If you are charging an accessory, such as an inexpensive pair of wireless earbuds or another Bluetooth device, and it doesn't support either of the USB-A fast charging specs, it will slow charge at either 500mA or 900mA, which is about the same you can expect from directly connecting it to most PCs.
Many of the portable batteries on the market have both USB-C and multiple USB-A ports. Some of them have USB-A ports that can deliver the same voltage, while others feature one fast (2.4A) and one slow (1A).
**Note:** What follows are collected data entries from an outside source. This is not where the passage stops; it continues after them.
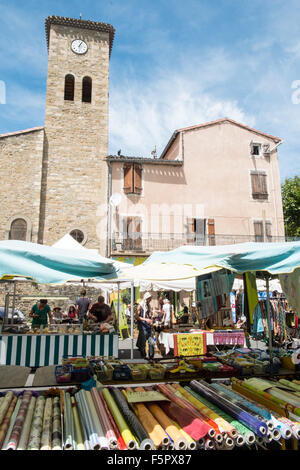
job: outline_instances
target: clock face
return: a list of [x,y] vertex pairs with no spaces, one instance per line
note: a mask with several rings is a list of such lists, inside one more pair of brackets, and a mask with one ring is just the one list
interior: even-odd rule
[[75,54],[85,54],[87,49],[86,43],[81,39],[75,39],[75,41],[72,42],[72,51],[75,52]]

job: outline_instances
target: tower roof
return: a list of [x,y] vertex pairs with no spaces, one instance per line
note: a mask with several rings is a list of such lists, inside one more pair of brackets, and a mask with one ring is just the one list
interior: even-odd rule
[[108,23],[99,23],[97,21],[90,20],[78,20],[76,18],[67,18],[64,16],[48,16],[45,21],[46,28],[46,39],[47,47],[49,48],[49,39],[50,39],[50,26],[52,24],[58,24],[62,26],[74,26],[81,29],[90,29],[94,31],[101,31],[103,33],[109,34],[109,55],[111,54],[114,37],[115,37],[115,28]]

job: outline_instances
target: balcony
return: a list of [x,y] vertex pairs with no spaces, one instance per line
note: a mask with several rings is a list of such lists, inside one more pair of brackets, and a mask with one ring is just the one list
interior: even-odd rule
[[285,242],[295,239],[287,237],[263,237],[247,235],[206,235],[184,233],[114,233],[111,240],[111,255],[143,255],[153,251],[174,250],[183,245],[212,246],[233,245],[245,242]]

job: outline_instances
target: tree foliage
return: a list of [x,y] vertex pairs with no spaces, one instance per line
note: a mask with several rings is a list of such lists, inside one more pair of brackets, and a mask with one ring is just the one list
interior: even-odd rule
[[300,178],[286,178],[282,184],[282,204],[285,234],[300,237]]

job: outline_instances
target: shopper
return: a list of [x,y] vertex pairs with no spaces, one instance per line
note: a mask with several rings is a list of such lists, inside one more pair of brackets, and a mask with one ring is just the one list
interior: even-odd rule
[[83,320],[87,318],[89,308],[91,306],[90,299],[86,296],[86,290],[83,289],[80,292],[81,297],[76,301],[76,313],[80,323],[83,323]]
[[68,321],[68,323],[77,322],[77,312],[76,312],[75,305],[70,305],[66,320]]
[[63,314],[60,307],[55,307],[53,309],[52,321],[53,323],[61,323],[63,319]]
[[169,299],[164,299],[163,325],[164,325],[164,328],[171,328],[171,325],[172,325],[172,305]]
[[183,307],[183,315],[180,318],[180,320],[181,320],[181,323],[183,323],[183,324],[189,322],[189,309],[186,305]]
[[141,356],[146,359],[146,342],[149,346],[149,359],[154,357],[154,339],[152,337],[152,315],[151,315],[151,302],[152,296],[150,292],[144,294],[142,302],[137,306],[136,320],[139,330],[139,336],[136,342]]
[[100,295],[98,297],[98,302],[92,305],[92,308],[89,311],[89,318],[92,318],[92,320],[97,323],[108,323],[112,318],[110,306],[107,305],[104,300],[104,297]]
[[33,305],[31,312],[29,314],[32,317],[32,328],[38,326],[46,326],[48,325],[48,318],[49,323],[52,323],[52,313],[51,308],[48,305],[48,301],[46,299],[41,299],[35,305]]

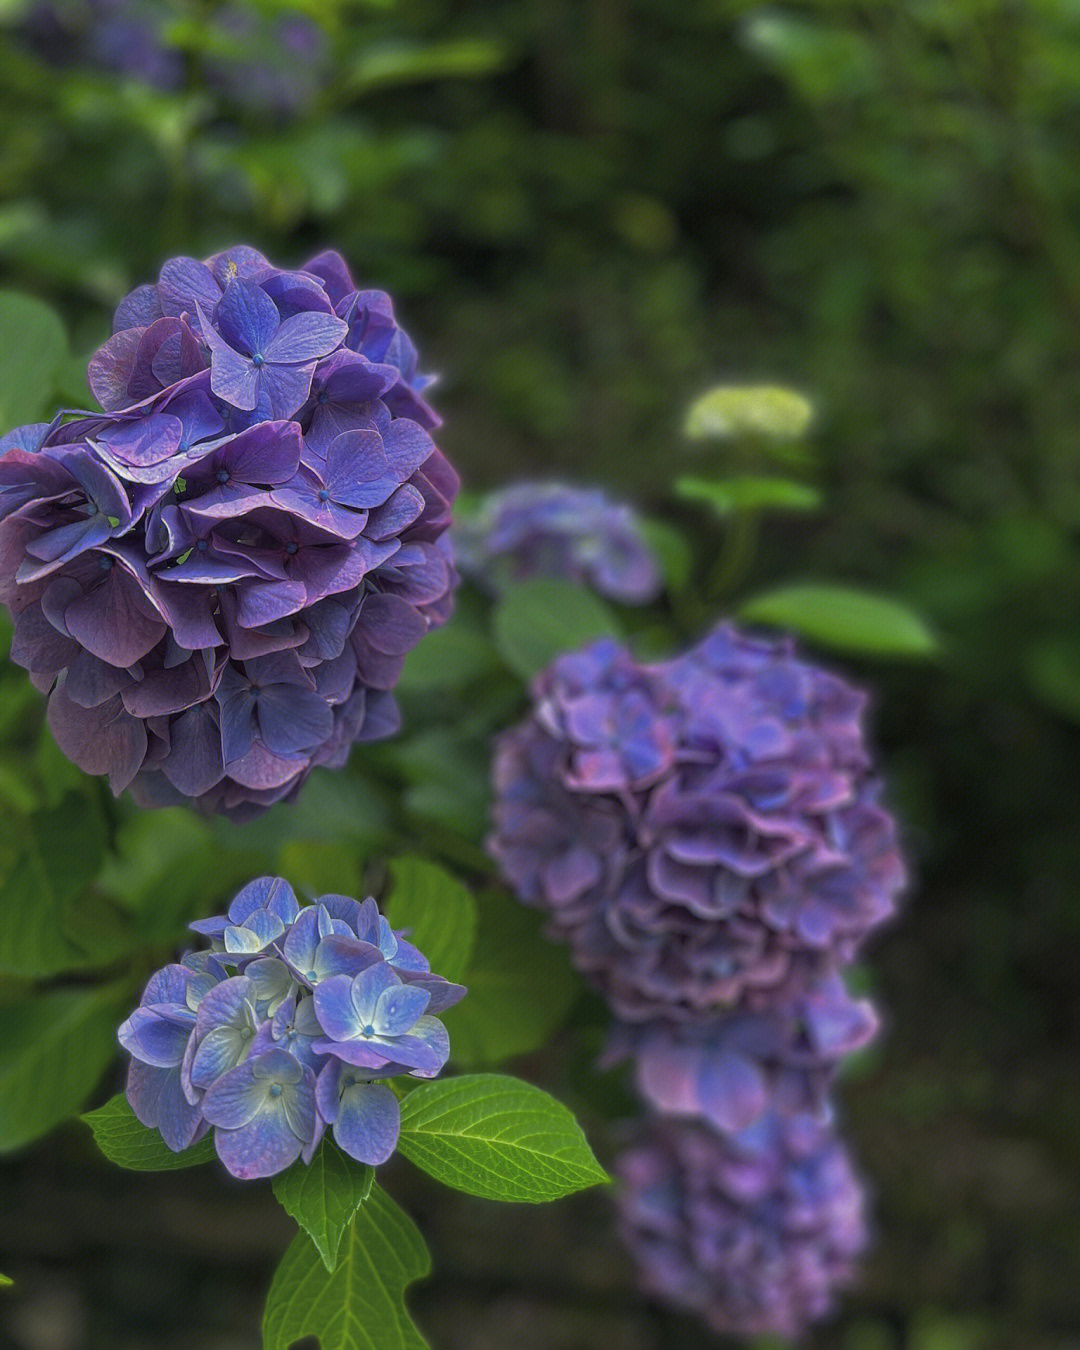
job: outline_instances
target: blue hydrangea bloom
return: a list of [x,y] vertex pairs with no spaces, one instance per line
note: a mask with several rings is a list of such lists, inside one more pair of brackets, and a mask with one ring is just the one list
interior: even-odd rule
[[119,1030],[139,1120],[174,1151],[212,1128],[238,1177],[310,1162],[327,1128],[350,1157],[385,1162],[399,1113],[381,1080],[440,1072],[450,1042],[437,1014],[464,988],[434,974],[373,899],[301,906],[279,877],[191,926],[211,950],[158,971]]
[[244,819],[396,730],[457,477],[389,298],[335,253],[173,258],[114,326],[103,413],[0,439],[12,659],[87,773]]
[[609,640],[562,656],[497,742],[491,851],[621,1018],[794,995],[904,885],[864,704],[727,626],[654,665]]
[[722,1336],[801,1336],[867,1243],[862,1186],[826,1122],[766,1116],[734,1136],[659,1122],[615,1171],[642,1288]]
[[597,489],[516,483],[490,493],[454,533],[461,570],[499,590],[509,580],[564,578],[627,605],[660,593],[660,569],[636,513]]

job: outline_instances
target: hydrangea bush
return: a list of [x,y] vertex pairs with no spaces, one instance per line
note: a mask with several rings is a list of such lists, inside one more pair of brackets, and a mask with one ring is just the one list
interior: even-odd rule
[[436,1014],[464,988],[432,974],[373,899],[301,907],[276,877],[192,928],[210,950],[158,971],[120,1028],[142,1124],[173,1150],[213,1128],[245,1179],[310,1162],[328,1128],[351,1158],[385,1162],[399,1110],[382,1080],[439,1073],[450,1043]]
[[735,1135],[664,1122],[616,1171],[643,1287],[721,1335],[799,1336],[852,1282],[863,1191],[818,1120],[765,1116]]
[[175,258],[114,328],[102,413],[0,441],[11,656],[87,773],[242,819],[396,729],[457,477],[389,298],[337,254]]

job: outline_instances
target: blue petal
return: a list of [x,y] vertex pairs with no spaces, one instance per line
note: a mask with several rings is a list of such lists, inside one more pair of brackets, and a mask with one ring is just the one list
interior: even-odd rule
[[121,1024],[117,1037],[135,1059],[171,1069],[182,1062],[194,1027],[195,1014],[185,1004],[160,1003],[153,1008],[136,1008]]
[[334,1139],[350,1158],[377,1167],[397,1146],[401,1109],[381,1083],[354,1083],[341,1094]]
[[245,1040],[235,1027],[215,1027],[192,1057],[188,1073],[192,1087],[208,1088],[216,1083],[222,1074],[243,1061],[250,1048],[251,1038]]
[[378,947],[358,938],[343,937],[334,934],[323,938],[315,951],[315,973],[320,980],[331,975],[359,975],[368,966],[377,965],[382,960]]
[[[214,314],[221,336],[238,352],[265,356],[281,323],[277,305],[254,281],[230,281]],[[299,358],[303,359],[303,358]]]
[[348,1041],[359,1036],[362,1023],[352,1001],[352,980],[348,975],[331,975],[315,989],[315,1013],[319,1025],[331,1040]]
[[434,1078],[450,1058],[450,1037],[437,1017],[418,1019],[407,1036],[392,1042],[394,1058],[417,1078]]
[[247,1059],[238,1064],[207,1091],[202,1099],[202,1113],[211,1125],[237,1130],[263,1109],[269,1100],[270,1084],[254,1076],[255,1063],[256,1060]]
[[127,1099],[136,1118],[149,1129],[160,1130],[174,1153],[191,1144],[202,1112],[185,1098],[179,1069],[154,1069],[133,1060],[128,1070]]
[[375,1009],[379,998],[388,989],[401,987],[393,968],[385,961],[362,970],[352,982],[352,1004],[361,1027],[375,1024]]
[[431,995],[420,985],[400,984],[386,989],[375,1004],[371,1025],[377,1036],[403,1036],[416,1022],[428,1004]]
[[234,1177],[251,1181],[291,1167],[303,1143],[289,1128],[282,1099],[278,1098],[240,1128],[215,1130],[214,1147]]
[[201,1038],[215,1027],[239,1029],[251,1025],[251,1004],[254,999],[255,985],[246,975],[233,975],[223,980],[199,1004],[195,1034]]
So, you will want to make sure you plug the device into the battery port that can charge it at the fastest rate, if you're going to top off the device as quickly as possible.
USB Power Delivery
USB Power Delivery (USB PD) is a relatively new fast charge standard that was introduced by the USB Implementers Forum, the creators of the USB standard. It is an industry-standard open specification that provides high-speed charging with variable voltage up to 20V using intelligent device negotiation up to 5A at 100W.
It scales up from smartphones to notebook computers, provided they use a USB-C connector and a USB-C power controller on the client and host.
Batteries and 3 port PD fast charger that employ USB PD can charge devices up to 100W output using a USB-C connector -- however, most output at 30W because that is on the upper range of what most smartphones and tablets can handle. In contrast, laptops require adapters and batteries that can output at a higher wattage.
Apple introduced USB PD charging with iOS devices with the launch of the 2015 iPad Pro 12.9 and with OS X laptops in the MacBook Pro as of 2016. Apple's smartphones beginning with the iPhone 8 can rapidly charge with USB PD using any USB PD charging accessory; you don't have to use Apple's OEM USB-C 29W or its 61W power adapters.
In 2019, Apple released an 18W USB-C Power Adapter, which comes with the iPhone 11 Pro and 11 Pro Max. Although Apple's charger works just fine, you'll probably want to consider a third-party wall charger for the regular iPhone 11 or an earlier model. The regular iPhone 11 and the iPhone SE only come with a 5W USB-A charger, which is woefully inadequate for getting your device charged up quickly. And the current rumor mill seems to indicate that the iPhone 12 may not even ship with a charger in the box at all.
Fast-charging an iPhone requires the use of a USB-C to Lightning cable, which, until February 2019, needed Apple's OEM MKQ42AM/A (1m ) or MD818ZM/A (2m) USB-C to Lightning cables. Unfortunately, they're a tad expensive at around $19 to $35 from various online retailers such as Amazon.
There are cheaper third-party USB-C to Lightning cables. I am currently partial to USB-C-to-Lightning cables from Anker, which are highly durable and MFI-certified for use with Apple's devices.
It should be noted that, if you intend to use your smartphone with either Apple's CarPlay and Google's Android Auto, your vehicle will probably still require a USB-A to USB-C or a USB-A-to-Lightning cable if it doesn't support these screen projection technologies wirelessly. You can't fast-charge with either of these types of cables in most cars, and there is no way to pass-through a fast charge to a 12V USB PD accessory while being connected to a data cable, either.
Qualcomm Quick Charge
Qualcomm's Snapdragon SoCs are used in many popular smartphones and tablets. It's fast-charging standard, Quick Charge, has been through multiple iterations.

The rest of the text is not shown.